Posted on Mar 29, 2025

I enjoy being the helper. The person who makes it possible for other people to do their best work.

I have no dreams of leadership or moving up the corporate ladder.

Doing the work, being made management as a reward

I’ve been thinking about the type of work I enjoy and it is difficult to explain. Yet, it has been persistent throughout my professional career.

Data management

When I first got into marketing, I worked as a data specialist for the products sold online. The company had a parts catalog of 30,000+ SKU’s and I worked to organize, categorize, tag, and define each item for both the backend data management and the frontend information delivery on the website. I found joy in the work by creating a data governance model and meticulously entering in consistent data. I spent hours and hours a day writing product descriptions, thinking about what information a customer could want on the product. I worked diligently on structuring the data so it was easily readable and consistent on every product page.

I did this because I could picture how the information could help our customers do their best work. They could find the right product for the job and maybe even learn something the product could do they didn’t know before. Then they could do their best work.

My reward for this work was being made a manager and asked to build a team to expand the scope of this work into more areas in the company.

I didn’t want this and it took me further away from doing what I thought was meaningful work. I didn’t want to manage people and work the office politics of middle management. However, moving into management was my only way getting a raise.

Product marketing

Later, I moved into the content marketing team. This was another place I loved doing the work. I wrote data dense blogs about complex products.

Again, this was to help other people do their best work. I didn’t stuff my posts full of SEO garbage. I thought deeply about what information the customer needed and how they would want it structured so the posts could be referenced as needed.

My reward for this? I was made manager. Again, not able to do the actual work and instead sitting in meetings and helping my team do the work I wanted to be doing. I took this role because it was the only way to be paid more.

SMB marketing manager

In my next job I worked for a regional business that did not have a marketing department. I was a solo marketer that did all the work. Wrote all the blogs, social media posts, produced videos, website information, etc., etc. I enjoyed it and did some of my best work.

This was for an insurance broker and I used my past experiences to create information to help people. I could be the helper.

My reward? I was asked to become the CMO of the business when they merged with another and then build a small marketing team to do the daily work, while I was in middle management. It was the only way to get a raise as my previous work wasn’t considered as valuable as being a manager.

Being the helper

I know this is counter-intuitive to some folks, but I have no desire to move up the corporate ladder. I neve wanted to be a manager. I enjoy doing the hands-in-the-dirt work, which is what I literally do now.

My brother and I are partners in a landscaping company and I have no desire to run a crew or have a division under my lead. I love to do the prep work so other people can do their best work.

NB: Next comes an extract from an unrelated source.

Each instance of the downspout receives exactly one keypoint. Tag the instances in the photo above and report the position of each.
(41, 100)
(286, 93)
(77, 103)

For example, my brother is a great plumber. So, I will spend most of my days making it so he can do his best work. I dig up all the locations to prep for the plumbing work. Big work areas, clean locations, tools and parts organized to streamline the process.

Even though I can be a manager (a pretty good one, too) I enjoy doing what is considered to be the meaningless, tedious work.

I don’t want to be the planner. I don’t want to be the boss. I have no dreams of being a “thought leader”. I’m the person doing the work so others can do their best work.

I think of this work like constructing a building. There are those that want to be the planner, designing the building for the people that could use it. Some want to be in sales, finding the right buyer and building those relationships. Me? I am the person on the jobsite laying thousands of bricks.

I think there’s a lot of people like me and these people need to be rewarded for their work. Yet, we are treated like we have no ambition, no career goals because we don’t want to move up in a company.

But, the reality is, our work is the most important. Devs can’t code if there isn’t someone setting up and managing the infrastructure. That infrastructure can’t be setup if there isn’t someone climbing though the building running CAT cables, laying out the electrical systems, or installing the AC. And that last person is considered to be “unskilled labor”.